Tutorial
Normalized Database for Querying I90 Files from REE
Build a normalized database to efficiently query and analyze historical energy programming data from the Spanish electrical system. Learn database design, normalization, and optimization for energy market analysis.
Imagine you are an energy trader and want to analyze the energy management of the most important units in the Spanish electricity market, those that have suffered the most curtailment.

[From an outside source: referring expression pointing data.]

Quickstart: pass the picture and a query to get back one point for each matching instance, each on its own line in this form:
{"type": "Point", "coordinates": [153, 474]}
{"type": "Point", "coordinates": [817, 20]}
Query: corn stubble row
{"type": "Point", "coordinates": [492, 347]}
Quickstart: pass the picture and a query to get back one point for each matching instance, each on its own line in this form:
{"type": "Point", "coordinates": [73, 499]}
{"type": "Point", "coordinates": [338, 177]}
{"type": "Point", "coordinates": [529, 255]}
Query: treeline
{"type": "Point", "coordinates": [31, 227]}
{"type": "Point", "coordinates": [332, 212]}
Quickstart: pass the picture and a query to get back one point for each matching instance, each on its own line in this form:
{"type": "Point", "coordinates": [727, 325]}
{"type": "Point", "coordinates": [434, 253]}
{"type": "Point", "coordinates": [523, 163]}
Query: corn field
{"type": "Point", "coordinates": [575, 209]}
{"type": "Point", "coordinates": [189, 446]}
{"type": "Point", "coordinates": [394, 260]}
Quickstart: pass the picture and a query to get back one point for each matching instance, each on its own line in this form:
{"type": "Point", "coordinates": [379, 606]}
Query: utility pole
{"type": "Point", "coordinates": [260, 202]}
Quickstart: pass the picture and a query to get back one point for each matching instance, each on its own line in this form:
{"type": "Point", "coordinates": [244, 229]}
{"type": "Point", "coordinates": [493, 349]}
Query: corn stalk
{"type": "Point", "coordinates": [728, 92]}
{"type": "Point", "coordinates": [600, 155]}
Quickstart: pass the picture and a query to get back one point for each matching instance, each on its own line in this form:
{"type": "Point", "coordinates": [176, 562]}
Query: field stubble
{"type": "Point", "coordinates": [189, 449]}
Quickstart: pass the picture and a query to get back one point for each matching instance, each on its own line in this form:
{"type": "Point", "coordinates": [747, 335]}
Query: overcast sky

Ideally, you would have the historical information of the energy programming units in a database (DB) to be able to query and analyze it efficiently.
For example, you would like to query which have been the 5 units that have suffered the most curtailment after the day-ahead market in each month of the year 2023. First, you download the operational information from a database and then analyze it.
from sqlalchemy import create_engine
import pandas as pd
engine = create_engine(f'postgresql://{USER}:{PASSWORD}@{URL}:{PORT}/{DATABASENAME}')
df = pd.read_sql_table(query, engine)
idx = df.groupby('unit').energy.sum().nsmallest(20).index
(df
.query('unit in @idx')
.pivot_table(
index='unit',
columns='month',
values='energy',
aggfunc='sum'
)
)

Why do you need a database to analyze the information from the I90 files? We explain it below.
I90 files context
Introduction
As explained in this tutorial, the I90 files from REE provide daily information on energy programming units in Spain according to generation programs.
Limitations of public servers
To work with all the historical information, we will download all the I90 files from REE through their website, from the first available date to the current date. Once the search is resolved, we click on the I90 file to download the zip.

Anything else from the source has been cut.